Many neo-Kabbalists, especially those influenced by the wildly creative Jewish renewal guru Zalman Schachter-Shalomi, tailor their teachings to the spiritual aspirations of liberal Jews, rather than revive the Orthodox devotion that was the Kabbalah's original context. Another thing entirely is the empire of Kabbalah Learning Center leader Rabbi Philip Berg, which claims to serve 10,000 students through programs in eight countries. Berg offers a profitable self-help program featuring a regimen of personal "corrections"; devotees like Hollywood producer Sandy Gallin admit its basics are similar to those offered by Deepak Chopra or Marianne Williamson. Yet the center seems simultaneously embedded in a religiosity that verges on the magical. Students learn that just running their eyes over the Zohar's original Aramaic can ensure good luck, and they chat blithely about which of its 24 volumes they carried around that day, despite being unable to read a word. Sandra Bernhard, who introduced Roseanne to the center, argues that there is integrity to Berg's fundamentalist entrepreneurialism. "The basic principle is that you're here for a deeper reason than meets the eye," she says. "You're here to get past desire for oneself alone, to eradicate pain and suffering. I think everybody's trying to achieve that." She adds that she was raised Conservative and Bat Mitzvahed.
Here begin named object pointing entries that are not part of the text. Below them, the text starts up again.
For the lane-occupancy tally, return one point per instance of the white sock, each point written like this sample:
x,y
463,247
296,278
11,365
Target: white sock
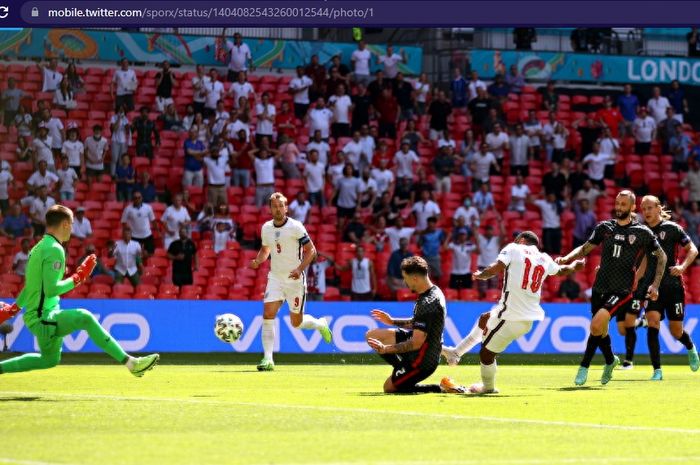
x,y
471,340
268,337
488,375
309,322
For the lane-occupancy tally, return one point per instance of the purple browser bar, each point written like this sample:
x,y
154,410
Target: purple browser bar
x,y
359,13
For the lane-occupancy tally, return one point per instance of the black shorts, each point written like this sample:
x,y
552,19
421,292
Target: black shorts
x,y
610,301
671,304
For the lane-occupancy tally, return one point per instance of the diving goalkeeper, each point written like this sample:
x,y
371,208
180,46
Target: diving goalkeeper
x,y
43,286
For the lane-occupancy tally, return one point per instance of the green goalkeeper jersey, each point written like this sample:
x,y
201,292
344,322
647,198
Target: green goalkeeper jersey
x,y
43,280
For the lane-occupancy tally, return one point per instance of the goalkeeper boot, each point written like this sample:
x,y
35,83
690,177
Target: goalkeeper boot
x,y
608,369
266,364
142,364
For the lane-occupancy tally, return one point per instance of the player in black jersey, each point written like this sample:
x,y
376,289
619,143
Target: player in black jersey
x,y
671,301
625,242
414,348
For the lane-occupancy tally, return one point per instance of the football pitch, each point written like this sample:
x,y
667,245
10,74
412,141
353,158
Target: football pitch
x,y
309,413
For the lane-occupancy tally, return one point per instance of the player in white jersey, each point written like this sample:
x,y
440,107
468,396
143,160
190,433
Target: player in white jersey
x,y
525,269
290,249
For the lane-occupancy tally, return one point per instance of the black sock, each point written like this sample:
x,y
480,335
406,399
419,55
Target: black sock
x,y
606,349
630,342
654,349
591,347
686,341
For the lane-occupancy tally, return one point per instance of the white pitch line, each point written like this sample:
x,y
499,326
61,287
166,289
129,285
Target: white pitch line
x,y
324,408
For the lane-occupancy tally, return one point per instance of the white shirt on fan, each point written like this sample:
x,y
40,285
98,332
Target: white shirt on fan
x,y
524,264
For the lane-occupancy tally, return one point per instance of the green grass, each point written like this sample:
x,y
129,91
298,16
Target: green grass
x,y
197,414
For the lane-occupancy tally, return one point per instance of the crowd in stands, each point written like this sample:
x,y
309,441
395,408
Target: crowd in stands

In the end, the only way for Americans to judge the virtue of such claims would be to read for themselves, previously a tortuous undertaking. But this year a Chicago foundation hired scholar Daniel Matt, author of The Essential Kabbalah, to write the Zohar's first complete English translation with commentary. Volume I is due in 2000. A long time ago, Hasidic sage Manahem Mendel of Perimishlany said, "Calling the wisdom of Kabbalah hidden is strange. Whoever wants to learn--the book is readily available." He didn't know how right he'd be one day.